Start by standing with one foot forward, and the other foot back. Bend both knees in a modified squat position. The thigh of your front leg and the shin of your rear leg should be parallel to the floor. The knee of your rear leg should be almost touching the floor. If your right leg is in front, then raise your left hand in a 90-degree "L" shape in front of you, as though you had just delivered an uppercut to someone's jaw. Put your right arm behind you, also bent at a 90-degree angle, with the upper arm parallel to the floor. When ready, jump up with an explosive motion, making sure to get both feet off the ground. Switch in mid-air so that your front leg goes to the rear, and the rear leg comes to the front. Switch your arms accordingly.

2. Muscle Groups Affected

Because of the nature of this exercise, in which you bring into play so much of your lower and upper body, you can tone and strengthen the hamstrings, the quadriceps, the calves, the shins, the gluteus, the abdomen and the surrounding lower torso. This, in turn, can have beneficial effects on your lower back muscles.
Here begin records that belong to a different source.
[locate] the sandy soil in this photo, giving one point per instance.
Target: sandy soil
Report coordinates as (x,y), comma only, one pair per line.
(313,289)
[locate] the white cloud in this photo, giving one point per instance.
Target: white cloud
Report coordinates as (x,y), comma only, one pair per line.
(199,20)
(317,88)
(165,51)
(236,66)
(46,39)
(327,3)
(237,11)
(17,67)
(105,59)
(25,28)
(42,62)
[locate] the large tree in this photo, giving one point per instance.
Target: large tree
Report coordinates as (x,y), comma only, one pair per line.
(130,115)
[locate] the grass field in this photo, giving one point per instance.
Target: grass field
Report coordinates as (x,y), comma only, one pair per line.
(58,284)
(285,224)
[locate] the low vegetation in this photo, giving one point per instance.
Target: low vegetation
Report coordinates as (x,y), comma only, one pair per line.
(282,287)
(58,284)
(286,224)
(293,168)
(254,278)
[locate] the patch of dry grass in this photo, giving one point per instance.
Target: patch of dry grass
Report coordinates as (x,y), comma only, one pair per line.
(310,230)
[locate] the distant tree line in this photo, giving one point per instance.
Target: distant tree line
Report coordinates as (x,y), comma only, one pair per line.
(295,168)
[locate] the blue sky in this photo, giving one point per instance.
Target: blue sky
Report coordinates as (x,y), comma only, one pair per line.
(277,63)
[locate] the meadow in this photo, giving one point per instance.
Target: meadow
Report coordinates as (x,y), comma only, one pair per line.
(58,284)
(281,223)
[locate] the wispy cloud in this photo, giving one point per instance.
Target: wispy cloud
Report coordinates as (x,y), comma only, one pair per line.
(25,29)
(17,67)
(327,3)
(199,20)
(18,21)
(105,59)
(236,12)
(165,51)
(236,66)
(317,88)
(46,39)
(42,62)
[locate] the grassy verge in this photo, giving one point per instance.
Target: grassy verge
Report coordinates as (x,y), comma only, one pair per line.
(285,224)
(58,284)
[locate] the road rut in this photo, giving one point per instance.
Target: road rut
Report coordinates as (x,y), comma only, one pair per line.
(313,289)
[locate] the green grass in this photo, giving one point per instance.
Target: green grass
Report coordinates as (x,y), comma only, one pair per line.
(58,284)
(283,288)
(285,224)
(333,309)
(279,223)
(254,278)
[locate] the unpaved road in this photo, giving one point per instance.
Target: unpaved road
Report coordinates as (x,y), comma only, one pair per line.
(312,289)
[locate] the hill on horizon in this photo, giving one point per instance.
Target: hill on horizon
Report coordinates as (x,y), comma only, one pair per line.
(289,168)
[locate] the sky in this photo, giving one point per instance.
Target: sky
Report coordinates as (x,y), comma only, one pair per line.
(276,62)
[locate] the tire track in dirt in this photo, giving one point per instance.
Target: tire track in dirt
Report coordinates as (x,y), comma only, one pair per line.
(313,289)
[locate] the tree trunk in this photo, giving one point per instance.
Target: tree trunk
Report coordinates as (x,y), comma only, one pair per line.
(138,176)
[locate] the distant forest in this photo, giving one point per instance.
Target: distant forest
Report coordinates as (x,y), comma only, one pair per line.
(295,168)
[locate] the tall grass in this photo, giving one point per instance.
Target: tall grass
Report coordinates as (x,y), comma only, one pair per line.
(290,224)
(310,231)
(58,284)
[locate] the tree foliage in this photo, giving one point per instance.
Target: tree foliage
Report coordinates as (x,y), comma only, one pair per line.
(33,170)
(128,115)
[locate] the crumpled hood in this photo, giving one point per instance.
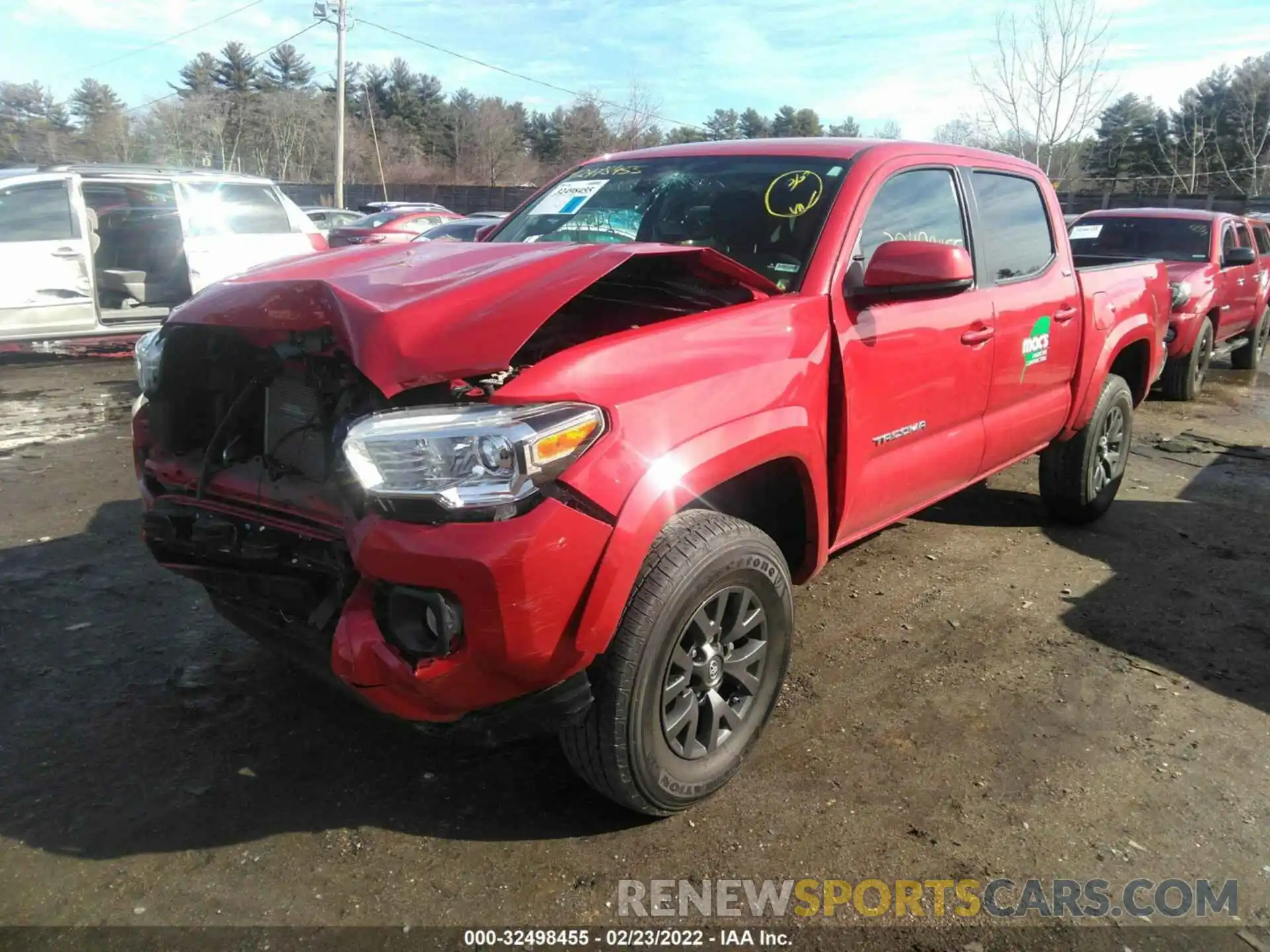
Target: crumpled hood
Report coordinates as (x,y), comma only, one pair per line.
(426,313)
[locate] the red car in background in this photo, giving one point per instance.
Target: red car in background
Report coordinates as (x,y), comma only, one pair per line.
(390,226)
(1214,270)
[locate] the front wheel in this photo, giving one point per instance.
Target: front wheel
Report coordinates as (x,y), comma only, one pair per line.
(1184,376)
(1250,356)
(1080,477)
(694,670)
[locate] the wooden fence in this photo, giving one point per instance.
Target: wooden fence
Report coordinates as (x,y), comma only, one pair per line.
(460,198)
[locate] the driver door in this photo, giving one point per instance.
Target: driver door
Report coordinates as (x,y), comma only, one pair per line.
(46,258)
(915,372)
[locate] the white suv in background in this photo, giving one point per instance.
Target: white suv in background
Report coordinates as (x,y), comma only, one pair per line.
(105,251)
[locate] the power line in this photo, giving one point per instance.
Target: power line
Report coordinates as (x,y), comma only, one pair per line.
(521,75)
(255,56)
(168,40)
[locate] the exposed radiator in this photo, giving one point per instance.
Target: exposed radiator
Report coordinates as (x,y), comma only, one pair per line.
(295,432)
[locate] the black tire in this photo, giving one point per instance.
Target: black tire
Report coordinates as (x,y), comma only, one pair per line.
(1080,477)
(1250,356)
(622,746)
(1184,376)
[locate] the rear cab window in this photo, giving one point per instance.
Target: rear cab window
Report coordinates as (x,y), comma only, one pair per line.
(235,208)
(1132,237)
(916,205)
(37,211)
(1261,235)
(1014,225)
(1230,239)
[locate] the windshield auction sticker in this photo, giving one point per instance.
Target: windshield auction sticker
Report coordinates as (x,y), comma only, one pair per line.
(568,197)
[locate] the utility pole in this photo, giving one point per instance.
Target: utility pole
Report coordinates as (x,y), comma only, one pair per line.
(321,12)
(341,30)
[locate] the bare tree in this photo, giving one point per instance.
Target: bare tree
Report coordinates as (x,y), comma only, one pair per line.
(497,140)
(1250,117)
(1043,87)
(635,122)
(958,132)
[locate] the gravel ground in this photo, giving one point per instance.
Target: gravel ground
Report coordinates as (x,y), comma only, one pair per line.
(974,692)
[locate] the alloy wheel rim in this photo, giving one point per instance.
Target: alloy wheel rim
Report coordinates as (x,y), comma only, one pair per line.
(714,673)
(1109,456)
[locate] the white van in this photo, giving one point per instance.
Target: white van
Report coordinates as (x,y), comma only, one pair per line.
(105,251)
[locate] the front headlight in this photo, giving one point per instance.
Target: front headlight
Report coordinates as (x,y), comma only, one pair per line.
(469,457)
(149,356)
(1180,292)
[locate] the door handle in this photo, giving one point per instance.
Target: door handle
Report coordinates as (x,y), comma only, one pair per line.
(977,335)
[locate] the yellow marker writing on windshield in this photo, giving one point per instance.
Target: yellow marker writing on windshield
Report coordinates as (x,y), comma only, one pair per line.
(793,193)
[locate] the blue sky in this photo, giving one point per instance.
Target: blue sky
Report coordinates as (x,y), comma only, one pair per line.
(906,61)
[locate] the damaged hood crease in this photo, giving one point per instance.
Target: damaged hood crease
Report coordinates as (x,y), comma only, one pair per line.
(429,313)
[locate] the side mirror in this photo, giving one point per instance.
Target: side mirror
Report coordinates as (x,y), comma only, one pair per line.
(1238,257)
(917,268)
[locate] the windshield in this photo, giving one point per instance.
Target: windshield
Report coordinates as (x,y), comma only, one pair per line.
(763,211)
(1170,239)
(462,231)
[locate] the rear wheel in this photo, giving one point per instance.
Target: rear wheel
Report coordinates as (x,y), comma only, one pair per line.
(1250,356)
(1184,376)
(1080,477)
(694,670)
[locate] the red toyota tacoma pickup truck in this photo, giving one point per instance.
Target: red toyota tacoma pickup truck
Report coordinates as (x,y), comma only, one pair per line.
(564,477)
(1218,282)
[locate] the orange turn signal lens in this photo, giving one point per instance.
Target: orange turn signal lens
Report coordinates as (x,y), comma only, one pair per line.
(556,446)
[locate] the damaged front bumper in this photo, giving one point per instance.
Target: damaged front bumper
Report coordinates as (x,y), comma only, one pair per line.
(319,587)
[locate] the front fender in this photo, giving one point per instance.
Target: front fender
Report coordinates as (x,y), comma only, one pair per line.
(680,476)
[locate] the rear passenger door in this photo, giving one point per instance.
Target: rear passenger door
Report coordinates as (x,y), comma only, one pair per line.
(1250,291)
(46,258)
(1037,309)
(915,371)
(1261,238)
(1238,285)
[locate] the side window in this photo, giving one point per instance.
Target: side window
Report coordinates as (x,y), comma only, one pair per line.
(913,206)
(40,211)
(1263,237)
(235,208)
(1016,233)
(1228,239)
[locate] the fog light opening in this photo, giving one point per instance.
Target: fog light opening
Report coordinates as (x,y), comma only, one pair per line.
(422,623)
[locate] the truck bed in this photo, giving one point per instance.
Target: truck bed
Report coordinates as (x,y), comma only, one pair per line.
(1087,263)
(1123,299)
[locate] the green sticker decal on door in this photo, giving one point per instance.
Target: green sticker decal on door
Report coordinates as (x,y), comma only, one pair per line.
(1035,346)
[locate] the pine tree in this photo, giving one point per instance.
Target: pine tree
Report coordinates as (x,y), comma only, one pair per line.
(237,71)
(724,124)
(95,102)
(847,128)
(197,77)
(753,125)
(287,69)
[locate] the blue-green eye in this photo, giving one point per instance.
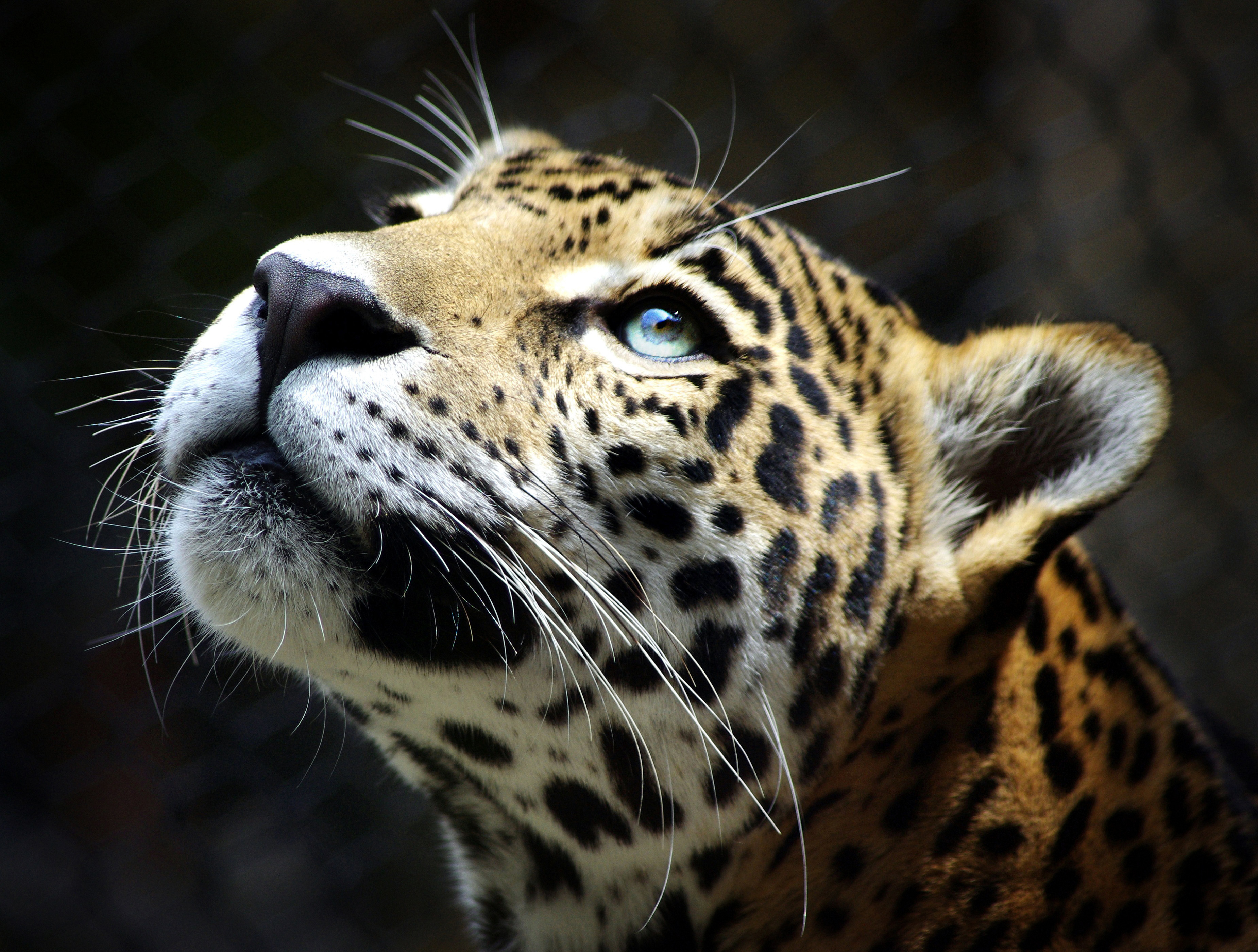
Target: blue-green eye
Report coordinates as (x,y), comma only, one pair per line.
(662,330)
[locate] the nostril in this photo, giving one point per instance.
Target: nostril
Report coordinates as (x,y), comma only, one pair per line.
(346,331)
(307,313)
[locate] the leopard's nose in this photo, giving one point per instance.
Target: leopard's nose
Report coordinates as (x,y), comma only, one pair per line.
(311,313)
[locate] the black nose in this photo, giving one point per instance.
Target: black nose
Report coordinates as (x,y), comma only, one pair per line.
(311,312)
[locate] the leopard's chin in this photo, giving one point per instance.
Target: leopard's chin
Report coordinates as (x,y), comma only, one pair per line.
(256,556)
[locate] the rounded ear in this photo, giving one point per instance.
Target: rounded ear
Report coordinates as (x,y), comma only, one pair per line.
(1033,430)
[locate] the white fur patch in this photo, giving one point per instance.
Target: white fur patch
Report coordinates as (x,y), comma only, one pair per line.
(214,395)
(433,203)
(329,255)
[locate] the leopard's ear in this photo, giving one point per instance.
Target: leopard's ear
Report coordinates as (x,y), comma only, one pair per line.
(1028,432)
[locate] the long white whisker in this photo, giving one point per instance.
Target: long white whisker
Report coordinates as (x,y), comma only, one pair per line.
(409,114)
(695,136)
(401,164)
(474,67)
(782,205)
(404,144)
(729,141)
(765,160)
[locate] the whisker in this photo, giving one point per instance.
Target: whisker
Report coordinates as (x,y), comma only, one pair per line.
(690,129)
(782,205)
(401,164)
(474,67)
(729,141)
(765,160)
(404,144)
(409,114)
(443,92)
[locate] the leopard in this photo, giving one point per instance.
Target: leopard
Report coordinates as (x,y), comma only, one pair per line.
(711,601)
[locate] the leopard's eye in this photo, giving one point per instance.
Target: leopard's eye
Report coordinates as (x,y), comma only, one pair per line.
(662,330)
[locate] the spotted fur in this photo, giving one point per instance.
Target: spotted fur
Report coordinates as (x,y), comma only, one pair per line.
(683,652)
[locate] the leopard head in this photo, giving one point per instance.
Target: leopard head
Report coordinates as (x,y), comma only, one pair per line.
(607,506)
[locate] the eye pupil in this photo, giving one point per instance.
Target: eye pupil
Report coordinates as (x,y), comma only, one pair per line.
(662,331)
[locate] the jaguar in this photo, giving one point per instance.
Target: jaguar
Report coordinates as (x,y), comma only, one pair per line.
(714,603)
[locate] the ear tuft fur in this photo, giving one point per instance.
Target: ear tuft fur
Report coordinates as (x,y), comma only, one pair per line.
(1064,417)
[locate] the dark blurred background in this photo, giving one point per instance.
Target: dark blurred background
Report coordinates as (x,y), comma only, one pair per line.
(1075,160)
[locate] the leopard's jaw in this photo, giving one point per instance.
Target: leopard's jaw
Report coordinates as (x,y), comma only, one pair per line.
(618,615)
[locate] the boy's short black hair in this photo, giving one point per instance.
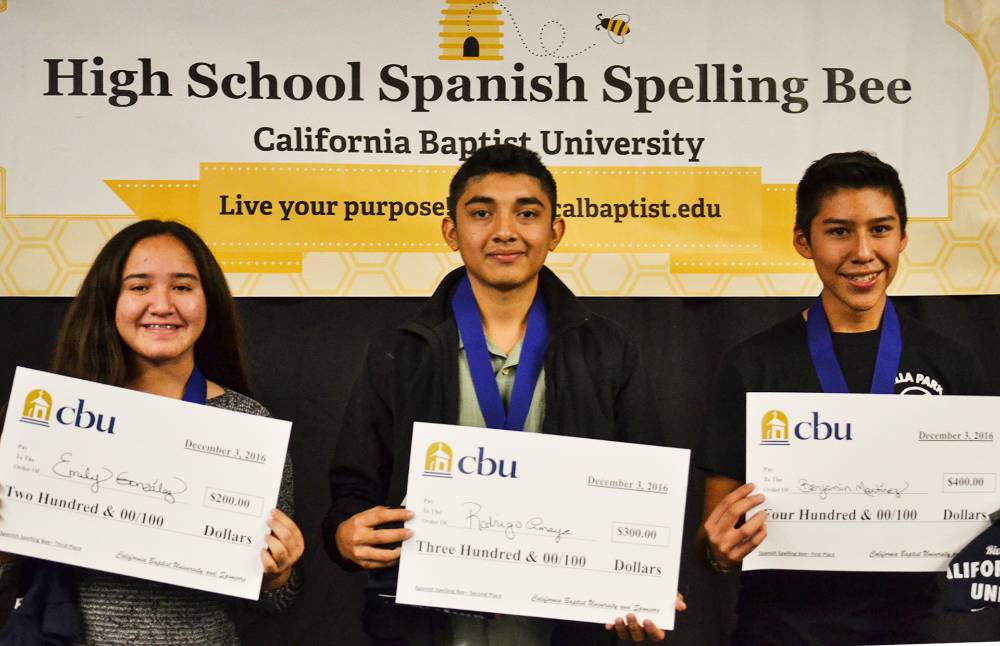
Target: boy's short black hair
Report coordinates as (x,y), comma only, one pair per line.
(858,169)
(501,158)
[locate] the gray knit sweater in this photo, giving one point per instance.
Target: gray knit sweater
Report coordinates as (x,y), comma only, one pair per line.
(117,609)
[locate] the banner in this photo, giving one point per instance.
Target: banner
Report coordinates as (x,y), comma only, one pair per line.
(311,145)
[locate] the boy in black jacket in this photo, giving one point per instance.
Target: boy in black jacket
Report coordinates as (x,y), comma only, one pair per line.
(588,384)
(851,221)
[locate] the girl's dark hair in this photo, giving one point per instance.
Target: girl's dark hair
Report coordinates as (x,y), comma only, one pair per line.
(89,346)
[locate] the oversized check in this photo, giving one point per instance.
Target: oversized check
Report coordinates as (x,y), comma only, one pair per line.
(136,484)
(871,482)
(542,525)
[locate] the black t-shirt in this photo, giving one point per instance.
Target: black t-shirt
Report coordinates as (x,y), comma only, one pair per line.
(791,607)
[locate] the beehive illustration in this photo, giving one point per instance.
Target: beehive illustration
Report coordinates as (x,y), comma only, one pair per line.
(470,31)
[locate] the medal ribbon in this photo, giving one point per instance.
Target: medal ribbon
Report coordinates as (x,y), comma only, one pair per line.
(196,388)
(831,377)
(536,337)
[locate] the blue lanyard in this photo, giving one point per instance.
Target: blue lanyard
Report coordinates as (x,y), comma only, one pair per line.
(196,388)
(831,377)
(536,337)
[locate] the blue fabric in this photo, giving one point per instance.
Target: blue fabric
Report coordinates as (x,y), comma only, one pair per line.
(536,338)
(831,377)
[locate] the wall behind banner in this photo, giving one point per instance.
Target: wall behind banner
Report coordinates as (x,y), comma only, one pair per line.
(305,354)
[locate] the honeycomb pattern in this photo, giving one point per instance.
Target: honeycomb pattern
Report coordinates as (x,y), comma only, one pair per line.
(48,255)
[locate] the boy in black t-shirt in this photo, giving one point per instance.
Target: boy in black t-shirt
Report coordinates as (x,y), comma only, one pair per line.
(851,221)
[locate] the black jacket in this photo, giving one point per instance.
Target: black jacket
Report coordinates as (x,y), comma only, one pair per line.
(594,388)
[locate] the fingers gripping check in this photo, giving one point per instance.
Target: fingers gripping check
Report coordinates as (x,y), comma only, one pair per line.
(729,541)
(361,540)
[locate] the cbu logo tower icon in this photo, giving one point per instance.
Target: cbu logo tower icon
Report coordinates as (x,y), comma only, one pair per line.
(437,460)
(37,408)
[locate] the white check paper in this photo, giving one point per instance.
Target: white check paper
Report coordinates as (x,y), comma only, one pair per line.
(871,482)
(543,525)
(136,484)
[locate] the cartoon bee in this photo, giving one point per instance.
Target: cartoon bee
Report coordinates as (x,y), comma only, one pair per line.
(617,26)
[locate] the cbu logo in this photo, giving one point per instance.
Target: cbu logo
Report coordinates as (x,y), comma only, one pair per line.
(774,429)
(437,460)
(438,463)
(481,465)
(37,408)
(38,411)
(82,418)
(814,429)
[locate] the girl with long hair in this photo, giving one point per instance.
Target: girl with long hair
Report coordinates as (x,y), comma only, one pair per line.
(152,314)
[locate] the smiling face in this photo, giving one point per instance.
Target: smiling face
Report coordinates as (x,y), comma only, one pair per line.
(503,229)
(854,241)
(161,308)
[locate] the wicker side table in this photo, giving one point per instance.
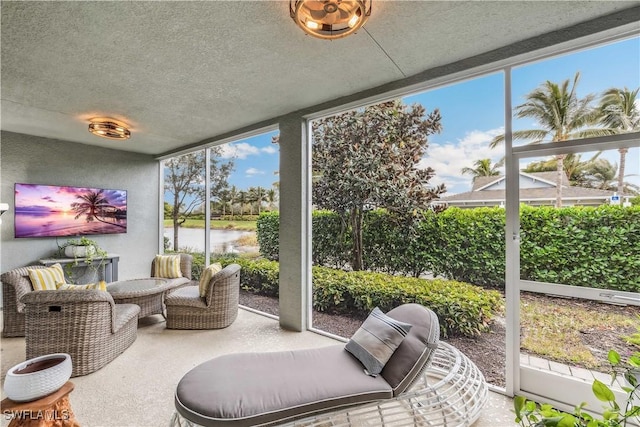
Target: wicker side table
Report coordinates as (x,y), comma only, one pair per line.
(147,293)
(53,410)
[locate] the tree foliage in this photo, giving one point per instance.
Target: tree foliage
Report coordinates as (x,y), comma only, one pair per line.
(368,158)
(561,115)
(620,112)
(483,167)
(184,181)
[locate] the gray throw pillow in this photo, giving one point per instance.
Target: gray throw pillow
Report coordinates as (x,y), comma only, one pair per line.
(376,340)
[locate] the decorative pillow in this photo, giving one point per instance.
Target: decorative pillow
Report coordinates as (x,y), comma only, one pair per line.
(43,279)
(101,285)
(206,276)
(167,266)
(376,340)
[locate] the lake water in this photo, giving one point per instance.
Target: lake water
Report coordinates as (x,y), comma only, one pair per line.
(193,238)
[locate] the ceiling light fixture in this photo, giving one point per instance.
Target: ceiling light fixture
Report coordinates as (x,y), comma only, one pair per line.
(330,19)
(109,128)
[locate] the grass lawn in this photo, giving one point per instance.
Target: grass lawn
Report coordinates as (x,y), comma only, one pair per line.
(216,224)
(575,332)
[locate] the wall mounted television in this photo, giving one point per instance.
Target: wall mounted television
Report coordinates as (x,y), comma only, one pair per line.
(55,211)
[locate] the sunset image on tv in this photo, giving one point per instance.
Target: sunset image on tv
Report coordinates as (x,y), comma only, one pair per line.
(52,211)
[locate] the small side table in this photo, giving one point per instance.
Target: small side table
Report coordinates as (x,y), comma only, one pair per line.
(53,410)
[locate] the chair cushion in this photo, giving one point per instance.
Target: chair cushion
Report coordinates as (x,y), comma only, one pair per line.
(101,285)
(43,279)
(416,350)
(249,389)
(206,277)
(375,341)
(167,266)
(185,296)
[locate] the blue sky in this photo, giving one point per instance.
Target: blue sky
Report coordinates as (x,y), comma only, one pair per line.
(472,114)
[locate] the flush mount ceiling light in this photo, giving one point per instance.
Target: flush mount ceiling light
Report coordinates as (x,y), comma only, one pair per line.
(109,128)
(330,19)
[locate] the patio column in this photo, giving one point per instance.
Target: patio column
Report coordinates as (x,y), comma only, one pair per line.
(294,224)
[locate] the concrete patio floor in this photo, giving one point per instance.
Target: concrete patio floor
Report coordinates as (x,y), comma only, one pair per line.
(136,389)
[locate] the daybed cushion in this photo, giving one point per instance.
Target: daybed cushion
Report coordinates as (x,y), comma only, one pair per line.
(375,341)
(416,350)
(249,389)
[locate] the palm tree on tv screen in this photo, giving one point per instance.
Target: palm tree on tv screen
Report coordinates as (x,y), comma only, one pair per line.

3. Balance Your Body With Proper Posture

Watch your balance in this workout. Many so-called "body weight" exercises are useful and easy to find the time and space for, because you don't need to rely on an extensive set of free weights or an exercise machine. But you are under more personal responsibility to maintain proper balance and posture. Jump lunges require a shifting and re-aligning of several parts of your body at once, so you need to minimize any sudden shifting of your weight that could cause you to strain or sprain an ankle, a knee or other part of your body. Do these jump lunges slowly and easily, with smooth, fluid movements, and maintain a vertical movement.

4. Modified Versions

Add dumbbells to increase both the tension on your body for balance, and the development and toning of your arms. Because you run your arms through almost an entire circle of motion in great, sweeping gestures, you feel a greater whole-body work out by adding external resistance of some kind to your movements. This better affects your pectorals and your upper back. Other possibilities: put your hands on your hips or clasp them behind your head.

5. Other Considerations

As with other exercises, it is advisable--and highly recommended--that you always do a proper warm up set of activities. Run, take a brisk walk or do some jumping jacks to get your blood circulating and the body ready for the more intense tasks that you want to impose on it. This is especially so with jump lunges, as you want your leg and lower torso muscles to be fluid and flexible as you go into these explosive jumps.